Hi @pditommaso (whenever you get back), I'm still debugging my slurm nightmare and I'm seeing this line right before my pipeline stops:

Mar-01 00:24:43.674 [Task monitor] DEBUG n.processor.TaskPollingMonitor - <<< barrier arrives (monitor: slurm)

I understand the barrier stuff for processes (i.e. when a process has finished running for all values in the channel), but not how it relates to the executor. Can you provide any insight?

Paolo Di Tommaso
@pditommaso
Mar 01 2018 18:01
it signals there are any more task to compute in the NF queue
Mike Smoot
@mes5k
Mar 01 2018 18:19
Ok, that makes sense. Since this is a failure, I guess session.isTerminated() or session.isAborteded() must be returning true.
Paolo Di Tommaso
@pditommaso
Mar 01 2018 18:19
yep
this is always sbatch submit error right ?
Mike Smoot
@mes5k
Mar 01 2018 18:23
Yup, I'm just running into the maxErrors limit. It seems as though when machines come/go from the cluster slurm freaks out for a couple of seconds and I get bursts of sbatch failures. I thought I'd increased maxErrors for this run, but apparently not.
AWS Batch, here I come! :)
Paolo Di Tommaso
@pditommaso
Mar 01 2018 18:24
:)
I would give a try also to k8s
it's a promising stack
Mike Smoot
@mes5k
Mar 01 2018 18:26
Good idea! That would be a good excuse to spend some time learning about kubernetes.
Paolo Di Tommaso
@pditommaso
Mar 01 2018 18:27
the interesting part of k8s is the storage abstraction
Mike Smoot
@mes5k
Mar 01 2018 18:30
Maybe once I have more than a picosecond of spare time I'll dig in. :)
Paolo Di Tommaso
@pditommaso
Mar 01 2018 18:30
ahah
in particular
Mike Smoot
@mes5k
Mar 01 2018 18:34
Do you have any books or websites you'd recommend for learning about k8s?
besides kubernetes.io?
Paolo Di Tommaso
@pditommaso
Mar 01 2018 18:35
the official docs is a mess
one very popular is Kubernetes Up & Running
it's a very good start
Mike Smoot
@mes5k
Mar 01 2018 18:37
excellent, thanks for the pointers!
Paolo Di Tommaso
@pditommaso
Mar 01 2018 18:37
:+1:
Shawn Rynearson
@srynobio
Mar 01 2018 22:51

I have a question regarding aws-batch and docker runs.

If I want to add an ephemeral drive to a EC2 instance, docker doesn't seem to self discover the drive as it does with EBS. However reviewing the nextflow docker section it seems that I can add a temp directory.

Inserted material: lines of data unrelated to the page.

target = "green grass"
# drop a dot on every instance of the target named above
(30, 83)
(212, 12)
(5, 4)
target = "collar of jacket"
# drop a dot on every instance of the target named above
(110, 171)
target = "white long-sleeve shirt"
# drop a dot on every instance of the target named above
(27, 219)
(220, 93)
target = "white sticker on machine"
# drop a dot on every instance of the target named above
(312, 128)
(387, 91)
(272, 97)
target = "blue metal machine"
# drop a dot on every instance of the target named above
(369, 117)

With this carry over to aws-sbatch.

Example:

process {
    $fastqc {
        cpus = 2
        memory = '5GB'
        queue = 'run-queue'
        docker.temp = '/media/ephemeral0'
        container = '726197484957.dkr.ecr.us-west-2.amazonaws.com/qc'
    }
}
Also I noticed that the command.run script will copy any data from s3 to the EC2 ./ directory. Would the above docker.temp allow enough space for ~>200GB files?